I have two GPUs, and GPU 0 is in using. So I want to train my model on GPU 1. However, I’ve tried to use
os.environ["CUDA_VISIBLE_DEVICES"]="1"
in my script,
and
CUDA_VISIBLE_DEVICES=1
both not work.
I have two GPUs, and GPU 0 is in using. So I want to train my model on GPU 1. However, I’ve tried to use
os.environ["CUDA_VISIBLE_DEVICES"]="1"
in my script,
and
CUDA_VISIBLE_DEVICES=1
both not work.
The program just keeps running on GPU 0……
anyone has solution???
Hi,
Setting the env variable within python won’t work, it needs to be set in the shell before you run your script.
Also, this might help as well.
I’ve already tried CUDA_VISIBLE_DEVICES=1 python main.py
not work.
Hey,
I’m not sure if this will be helpful or not but if you use pytorch 0.3.1 you can direct your model to run on a specific gpu by using model.cuda(_GPU_ID) #_GPU_ID should be 0, 1, 2 etc
if you are using pytorch 0.4 you can direct your model to run on a specific gpu by using
device = torch.device("cuda:1")
model.to(device)
Does CUDA_VISIBLE_DEVICES=0 python main.py
with a 0 makes it run on GPU 1?
That’s not completely true.
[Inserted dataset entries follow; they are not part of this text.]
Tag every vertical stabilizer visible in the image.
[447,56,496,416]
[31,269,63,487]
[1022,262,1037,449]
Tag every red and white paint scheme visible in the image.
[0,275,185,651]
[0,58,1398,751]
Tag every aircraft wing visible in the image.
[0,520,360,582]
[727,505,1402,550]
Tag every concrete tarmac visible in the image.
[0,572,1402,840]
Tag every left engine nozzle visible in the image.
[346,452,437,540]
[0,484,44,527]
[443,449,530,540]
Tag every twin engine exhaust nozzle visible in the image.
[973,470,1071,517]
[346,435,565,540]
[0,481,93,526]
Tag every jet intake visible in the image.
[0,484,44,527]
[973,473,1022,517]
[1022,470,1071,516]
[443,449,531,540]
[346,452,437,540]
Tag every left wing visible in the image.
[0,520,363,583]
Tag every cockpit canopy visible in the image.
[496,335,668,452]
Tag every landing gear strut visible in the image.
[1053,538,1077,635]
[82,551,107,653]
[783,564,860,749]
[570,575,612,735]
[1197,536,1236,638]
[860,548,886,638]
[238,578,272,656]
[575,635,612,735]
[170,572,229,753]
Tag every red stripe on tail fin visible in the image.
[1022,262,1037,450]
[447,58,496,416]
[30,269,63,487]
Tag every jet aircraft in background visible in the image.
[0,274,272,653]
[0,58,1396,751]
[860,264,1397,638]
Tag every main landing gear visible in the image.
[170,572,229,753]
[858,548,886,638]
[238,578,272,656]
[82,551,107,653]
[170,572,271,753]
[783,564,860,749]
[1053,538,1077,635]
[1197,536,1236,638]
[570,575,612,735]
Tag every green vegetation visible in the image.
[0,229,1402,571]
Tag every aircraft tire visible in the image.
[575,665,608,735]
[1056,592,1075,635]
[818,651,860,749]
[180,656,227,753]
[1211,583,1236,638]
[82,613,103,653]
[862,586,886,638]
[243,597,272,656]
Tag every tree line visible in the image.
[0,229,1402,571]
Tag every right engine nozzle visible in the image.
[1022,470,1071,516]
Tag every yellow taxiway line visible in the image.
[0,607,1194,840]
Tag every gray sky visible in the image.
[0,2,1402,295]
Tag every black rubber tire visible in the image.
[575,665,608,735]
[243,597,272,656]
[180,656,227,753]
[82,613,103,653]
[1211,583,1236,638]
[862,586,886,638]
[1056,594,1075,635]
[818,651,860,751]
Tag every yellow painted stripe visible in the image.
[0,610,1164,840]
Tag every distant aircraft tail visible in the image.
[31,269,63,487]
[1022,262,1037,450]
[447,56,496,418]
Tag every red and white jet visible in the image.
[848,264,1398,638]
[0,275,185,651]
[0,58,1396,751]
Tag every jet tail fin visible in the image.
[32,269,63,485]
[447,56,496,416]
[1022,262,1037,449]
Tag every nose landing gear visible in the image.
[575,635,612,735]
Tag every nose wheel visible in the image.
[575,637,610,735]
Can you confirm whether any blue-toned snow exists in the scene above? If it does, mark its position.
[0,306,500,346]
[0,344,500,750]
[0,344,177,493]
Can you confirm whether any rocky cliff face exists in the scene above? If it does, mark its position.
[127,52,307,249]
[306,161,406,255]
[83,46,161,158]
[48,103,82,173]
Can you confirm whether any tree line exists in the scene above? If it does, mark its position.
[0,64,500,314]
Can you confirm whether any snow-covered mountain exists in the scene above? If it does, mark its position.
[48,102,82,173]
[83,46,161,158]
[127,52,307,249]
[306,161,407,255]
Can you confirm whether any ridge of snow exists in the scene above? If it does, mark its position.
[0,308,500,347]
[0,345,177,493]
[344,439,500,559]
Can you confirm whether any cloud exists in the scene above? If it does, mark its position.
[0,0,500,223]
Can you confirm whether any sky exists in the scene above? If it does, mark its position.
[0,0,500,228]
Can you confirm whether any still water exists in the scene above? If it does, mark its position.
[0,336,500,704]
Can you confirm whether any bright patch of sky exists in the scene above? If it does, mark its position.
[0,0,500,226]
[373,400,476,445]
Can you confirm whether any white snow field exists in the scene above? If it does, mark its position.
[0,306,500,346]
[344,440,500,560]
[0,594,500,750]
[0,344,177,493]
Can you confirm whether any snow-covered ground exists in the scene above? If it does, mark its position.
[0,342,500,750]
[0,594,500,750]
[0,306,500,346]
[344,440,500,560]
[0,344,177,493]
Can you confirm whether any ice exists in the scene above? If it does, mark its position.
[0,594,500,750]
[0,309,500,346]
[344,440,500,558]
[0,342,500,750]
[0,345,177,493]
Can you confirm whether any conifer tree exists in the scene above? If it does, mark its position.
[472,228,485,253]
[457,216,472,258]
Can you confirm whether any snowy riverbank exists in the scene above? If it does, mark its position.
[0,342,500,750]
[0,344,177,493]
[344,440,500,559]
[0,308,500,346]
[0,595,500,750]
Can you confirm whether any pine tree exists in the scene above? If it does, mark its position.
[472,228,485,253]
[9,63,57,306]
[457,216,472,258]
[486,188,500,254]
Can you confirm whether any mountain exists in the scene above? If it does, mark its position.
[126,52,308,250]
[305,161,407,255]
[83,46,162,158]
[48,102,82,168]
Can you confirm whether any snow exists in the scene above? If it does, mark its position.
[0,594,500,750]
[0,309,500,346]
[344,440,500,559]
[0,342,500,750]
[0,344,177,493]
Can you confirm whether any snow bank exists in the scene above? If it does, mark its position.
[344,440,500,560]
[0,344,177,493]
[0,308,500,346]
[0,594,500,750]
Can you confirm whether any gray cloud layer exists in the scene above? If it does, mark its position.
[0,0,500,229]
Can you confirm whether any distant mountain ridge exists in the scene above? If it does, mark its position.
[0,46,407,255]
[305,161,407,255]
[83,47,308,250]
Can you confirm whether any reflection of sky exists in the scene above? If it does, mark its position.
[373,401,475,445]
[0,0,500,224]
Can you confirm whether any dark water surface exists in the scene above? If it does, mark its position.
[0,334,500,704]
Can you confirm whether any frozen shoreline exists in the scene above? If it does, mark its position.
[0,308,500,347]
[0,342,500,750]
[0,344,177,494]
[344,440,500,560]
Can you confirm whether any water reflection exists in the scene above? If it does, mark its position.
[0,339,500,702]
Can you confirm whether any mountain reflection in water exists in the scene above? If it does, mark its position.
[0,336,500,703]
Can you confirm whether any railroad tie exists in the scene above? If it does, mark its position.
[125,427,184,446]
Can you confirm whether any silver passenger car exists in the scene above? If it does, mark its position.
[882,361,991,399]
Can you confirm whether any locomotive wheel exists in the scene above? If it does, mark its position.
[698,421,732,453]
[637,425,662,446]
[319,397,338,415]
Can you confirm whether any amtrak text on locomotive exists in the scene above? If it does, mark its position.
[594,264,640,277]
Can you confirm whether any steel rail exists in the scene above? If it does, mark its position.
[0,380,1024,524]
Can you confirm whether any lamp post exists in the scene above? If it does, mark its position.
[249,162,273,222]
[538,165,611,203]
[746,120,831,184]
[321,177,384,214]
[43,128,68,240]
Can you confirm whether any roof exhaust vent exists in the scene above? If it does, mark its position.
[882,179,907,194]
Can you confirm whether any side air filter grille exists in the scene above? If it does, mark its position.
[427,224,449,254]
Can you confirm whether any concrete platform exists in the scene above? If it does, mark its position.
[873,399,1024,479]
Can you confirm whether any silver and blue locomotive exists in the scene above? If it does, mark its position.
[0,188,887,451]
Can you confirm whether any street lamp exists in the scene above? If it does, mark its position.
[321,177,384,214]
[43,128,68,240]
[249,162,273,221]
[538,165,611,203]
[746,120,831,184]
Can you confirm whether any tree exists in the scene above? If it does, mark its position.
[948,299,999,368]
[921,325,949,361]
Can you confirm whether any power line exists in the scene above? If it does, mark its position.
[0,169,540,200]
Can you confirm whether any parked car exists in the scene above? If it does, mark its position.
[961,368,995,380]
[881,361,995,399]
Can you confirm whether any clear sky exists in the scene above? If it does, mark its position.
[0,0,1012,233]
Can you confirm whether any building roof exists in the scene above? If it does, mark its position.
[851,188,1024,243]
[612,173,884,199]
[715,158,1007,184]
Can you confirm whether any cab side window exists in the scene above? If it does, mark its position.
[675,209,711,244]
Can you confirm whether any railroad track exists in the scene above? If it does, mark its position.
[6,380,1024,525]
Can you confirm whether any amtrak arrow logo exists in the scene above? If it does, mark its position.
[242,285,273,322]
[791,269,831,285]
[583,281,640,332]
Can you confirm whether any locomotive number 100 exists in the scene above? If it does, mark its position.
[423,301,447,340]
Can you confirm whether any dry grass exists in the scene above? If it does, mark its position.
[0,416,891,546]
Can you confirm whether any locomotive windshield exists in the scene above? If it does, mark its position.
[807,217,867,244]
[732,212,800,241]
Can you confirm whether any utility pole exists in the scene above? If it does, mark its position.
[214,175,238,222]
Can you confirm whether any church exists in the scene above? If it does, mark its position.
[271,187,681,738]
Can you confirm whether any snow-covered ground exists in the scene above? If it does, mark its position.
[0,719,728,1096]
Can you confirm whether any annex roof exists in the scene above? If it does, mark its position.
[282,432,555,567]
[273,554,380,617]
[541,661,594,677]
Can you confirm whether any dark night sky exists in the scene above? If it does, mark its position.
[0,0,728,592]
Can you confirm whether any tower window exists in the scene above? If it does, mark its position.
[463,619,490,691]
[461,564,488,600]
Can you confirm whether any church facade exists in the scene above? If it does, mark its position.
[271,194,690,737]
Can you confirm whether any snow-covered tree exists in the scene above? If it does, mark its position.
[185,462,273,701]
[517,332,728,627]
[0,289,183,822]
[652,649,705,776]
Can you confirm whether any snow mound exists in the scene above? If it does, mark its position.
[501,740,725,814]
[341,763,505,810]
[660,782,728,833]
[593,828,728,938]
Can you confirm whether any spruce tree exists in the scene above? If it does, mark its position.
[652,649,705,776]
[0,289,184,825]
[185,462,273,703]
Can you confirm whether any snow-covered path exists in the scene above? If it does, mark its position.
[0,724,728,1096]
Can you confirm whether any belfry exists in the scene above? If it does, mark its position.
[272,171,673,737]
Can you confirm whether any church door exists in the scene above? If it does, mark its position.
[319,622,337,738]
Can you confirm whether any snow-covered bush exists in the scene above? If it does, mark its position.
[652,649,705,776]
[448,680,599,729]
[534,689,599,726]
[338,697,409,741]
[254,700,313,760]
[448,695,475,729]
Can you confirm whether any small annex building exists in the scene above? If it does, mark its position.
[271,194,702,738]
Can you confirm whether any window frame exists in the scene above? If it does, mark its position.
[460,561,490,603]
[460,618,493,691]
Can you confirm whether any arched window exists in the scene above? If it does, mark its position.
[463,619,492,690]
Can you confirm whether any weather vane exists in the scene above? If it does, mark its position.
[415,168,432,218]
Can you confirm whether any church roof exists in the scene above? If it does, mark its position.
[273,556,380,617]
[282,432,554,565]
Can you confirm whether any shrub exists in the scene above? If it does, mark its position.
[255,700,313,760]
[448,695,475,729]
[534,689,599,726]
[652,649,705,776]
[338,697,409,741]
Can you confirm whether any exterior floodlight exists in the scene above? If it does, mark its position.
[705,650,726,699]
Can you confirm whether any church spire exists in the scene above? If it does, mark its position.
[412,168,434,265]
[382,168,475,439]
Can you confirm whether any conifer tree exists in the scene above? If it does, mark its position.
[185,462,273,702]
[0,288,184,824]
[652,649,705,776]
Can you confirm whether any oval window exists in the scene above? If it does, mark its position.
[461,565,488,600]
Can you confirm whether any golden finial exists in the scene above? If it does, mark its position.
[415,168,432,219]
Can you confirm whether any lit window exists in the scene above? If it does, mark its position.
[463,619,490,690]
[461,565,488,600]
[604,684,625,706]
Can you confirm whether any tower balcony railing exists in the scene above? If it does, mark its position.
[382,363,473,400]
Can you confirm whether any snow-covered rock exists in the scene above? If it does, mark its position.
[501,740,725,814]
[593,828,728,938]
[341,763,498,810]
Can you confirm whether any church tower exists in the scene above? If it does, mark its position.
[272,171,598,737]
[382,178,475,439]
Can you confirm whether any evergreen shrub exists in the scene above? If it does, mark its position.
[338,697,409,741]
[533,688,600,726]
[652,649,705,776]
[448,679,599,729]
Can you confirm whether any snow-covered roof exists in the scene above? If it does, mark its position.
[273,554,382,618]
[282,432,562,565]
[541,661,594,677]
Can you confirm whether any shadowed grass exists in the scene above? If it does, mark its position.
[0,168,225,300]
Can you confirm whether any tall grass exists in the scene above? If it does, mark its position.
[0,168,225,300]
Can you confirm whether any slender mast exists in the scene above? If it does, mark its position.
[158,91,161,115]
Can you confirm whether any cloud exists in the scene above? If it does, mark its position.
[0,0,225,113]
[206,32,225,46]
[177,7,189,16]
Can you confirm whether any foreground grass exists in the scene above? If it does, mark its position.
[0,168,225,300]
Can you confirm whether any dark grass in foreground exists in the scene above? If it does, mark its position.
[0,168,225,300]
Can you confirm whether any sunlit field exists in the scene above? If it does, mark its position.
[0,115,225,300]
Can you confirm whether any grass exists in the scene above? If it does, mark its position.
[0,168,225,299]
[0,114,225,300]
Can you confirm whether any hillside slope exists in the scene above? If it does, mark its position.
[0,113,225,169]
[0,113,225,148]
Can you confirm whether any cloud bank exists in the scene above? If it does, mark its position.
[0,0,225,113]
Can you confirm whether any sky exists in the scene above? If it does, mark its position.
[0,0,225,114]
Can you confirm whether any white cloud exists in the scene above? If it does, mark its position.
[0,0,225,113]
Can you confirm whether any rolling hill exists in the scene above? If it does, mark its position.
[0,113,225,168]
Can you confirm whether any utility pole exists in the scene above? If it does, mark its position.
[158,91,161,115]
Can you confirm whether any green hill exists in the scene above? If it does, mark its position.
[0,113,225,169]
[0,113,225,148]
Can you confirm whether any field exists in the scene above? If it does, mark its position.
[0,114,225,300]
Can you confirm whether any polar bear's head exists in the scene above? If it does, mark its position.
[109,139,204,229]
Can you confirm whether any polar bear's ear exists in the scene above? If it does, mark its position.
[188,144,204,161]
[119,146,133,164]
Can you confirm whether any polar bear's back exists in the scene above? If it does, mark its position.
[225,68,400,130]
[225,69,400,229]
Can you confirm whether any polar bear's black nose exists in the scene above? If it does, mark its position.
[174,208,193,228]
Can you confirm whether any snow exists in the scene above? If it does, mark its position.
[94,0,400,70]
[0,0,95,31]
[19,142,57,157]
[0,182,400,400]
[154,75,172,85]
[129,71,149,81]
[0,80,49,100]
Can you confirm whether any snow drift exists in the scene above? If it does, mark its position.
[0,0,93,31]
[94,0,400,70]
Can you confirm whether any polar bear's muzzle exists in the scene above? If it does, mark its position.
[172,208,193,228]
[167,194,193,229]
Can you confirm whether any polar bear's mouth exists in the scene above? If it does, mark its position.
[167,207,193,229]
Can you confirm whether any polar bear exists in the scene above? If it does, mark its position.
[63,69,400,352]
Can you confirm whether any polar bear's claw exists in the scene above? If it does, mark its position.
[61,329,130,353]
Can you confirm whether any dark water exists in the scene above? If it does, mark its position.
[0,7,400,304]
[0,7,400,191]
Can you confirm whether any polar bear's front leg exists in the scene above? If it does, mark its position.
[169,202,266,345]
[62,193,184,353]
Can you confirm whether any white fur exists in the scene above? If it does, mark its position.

It works setting the variable inside the python script. But it has to be set before the first import of pytorch or other modules using pytorch (and other kinds of GPU-processing as in other DL_libraries like keras or tensorflow).
At least this is what I experienced on a GPU-Cluster running Linux. On Windows however this seems to work only in some cases
Yes it is possible to set it within python but it has to be visible and be done before the cuda init.
The thing is that it can be tricky for a user to know when the cuda init is going to happen so for my scripts, I assume that it does not work and set it outside, that way I’m sure it always works, even if an obscure dependency changed and now initialize cuda before I set the variable.
I ran into the same problem as LJ_Mason. Any update (preferably with an example) on how to choose a specific GPU for running a particular python/pytorch script in Jupyter Notebook? Thanks.